Riley, McNeill’s former offensive coordinator at East Carolina, hired his former boss to be an assistant head coach and a defensive assistant, and in 2018 he further tagged McNeill with an interim defensive coordinator title. For three years, McNeill helped Riley and Oklahoma make three straight College Football Playoff appearances.

However, in January, McNeill felt the need to return near his Lumberton, N.C., home. His father was ailing, and he felt the need to be a son again after coaching for 39 seasons. One of the first calls McNeill received was from Doeren, but it had nothing to do with the job that Doeren was envisioning.

“He just called to make sure I was all right, my dad was all right,” McNeill recalled.

McNeill said that call is reflective of the long-standing friendship between the two.

“That’s how it’s been,” McNeill confirmed.

The two first were acquainted in 1999 when Doeren was a graduate assistant at Southern Cal, and McNeill was a defensive line coach at Fresno State. Part of Doeren’s job as a GA was to show opposing coaches around.

“Visiting staffs come and go,” Doeren remembered. “Some of them treat you like you are the lowest and some of them treat you like you are an up-and-coming coach.

“The whole staff at Fresno that Ruffin was on, their defensive coaches came in and just treated me like gold.”

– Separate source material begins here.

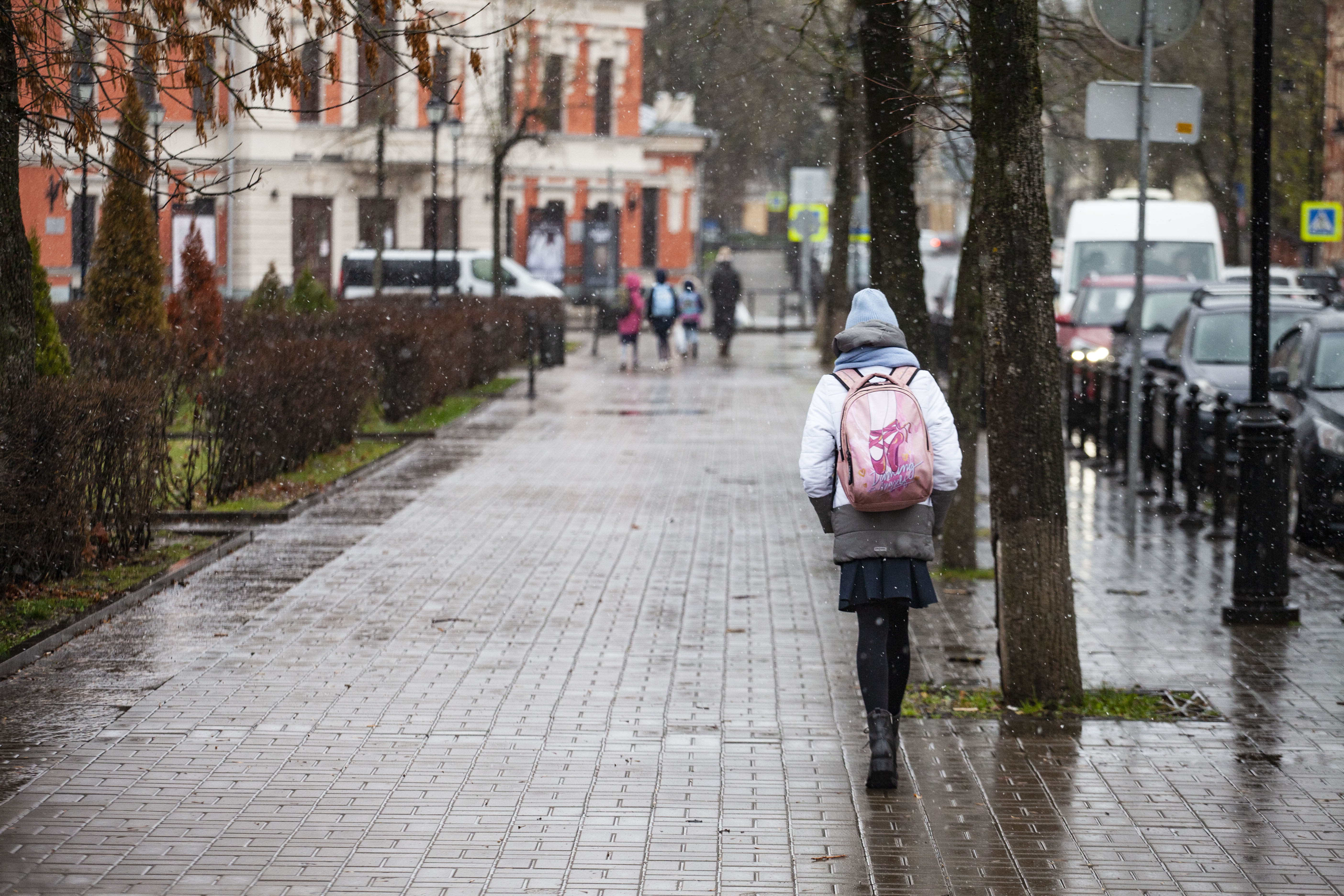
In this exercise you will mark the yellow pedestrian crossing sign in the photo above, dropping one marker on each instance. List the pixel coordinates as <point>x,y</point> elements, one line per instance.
<point>808,224</point>
<point>1323,222</point>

The two furthered their friendship when Doeren was an assistant at Kansas and McNeill at Texas Tech, rivals in the Big 12. Then they competed against each other when Doeren was hired at NC State, with McNeill’s Pirates getting the better of Doeren’s Wolfpack in 2013.

“Every time I talk to him, I smile,” Doeren confessed.

Both Doeren and McNeill repeated the phrase “sounding board” when asked how they saw McNeill filling a role on NC State’s staff. McNeill noted that being in the head coach’s chair is like being on a three-legged stool.

“It’s not four-legged,” McNeill added. “It rocks back and forth, sort of awkwardly. … I hope to be a balancing leg for that stool for him.”

McNeill added that he and Doeren have more than trust in each other. They have, what McNeill called, “verification of trust.”

From Doeren’s perspective, McNeill can help alleviate the load a head coach faces and allow him to actually get to what he most enjoys — coaching.

“As a head coach, lot of times you don’t get to coach,” Doeren noted. “Lot of times you get pulled out of your chair. Having someone who knows how to deal with those things, like Ruff, ... allows me to be more present when I want to be.”

Thus everything came together for McNeill and Doeren to team up, somewhat similarly to how Doeren was able to hire his longtime friend Tim Beck as his offensive coordinator earlier in the offseason.

“Timing was kind of perfect,” Doeren admitted.

“This worked out, perfect concert with me being back home in my state to see my dad, and then have a chance to go work with Dave,” McNeill added.

McNeill also said, “It was more the right opportunity with the right people.”

The final result, in Doeren’s eyes, is a “win-win.”

“Knowing that I have a sounding board, a confidant, a friend, an established person, husband and father like Ruffin working for me, it’s a great day,” Doeren concluded.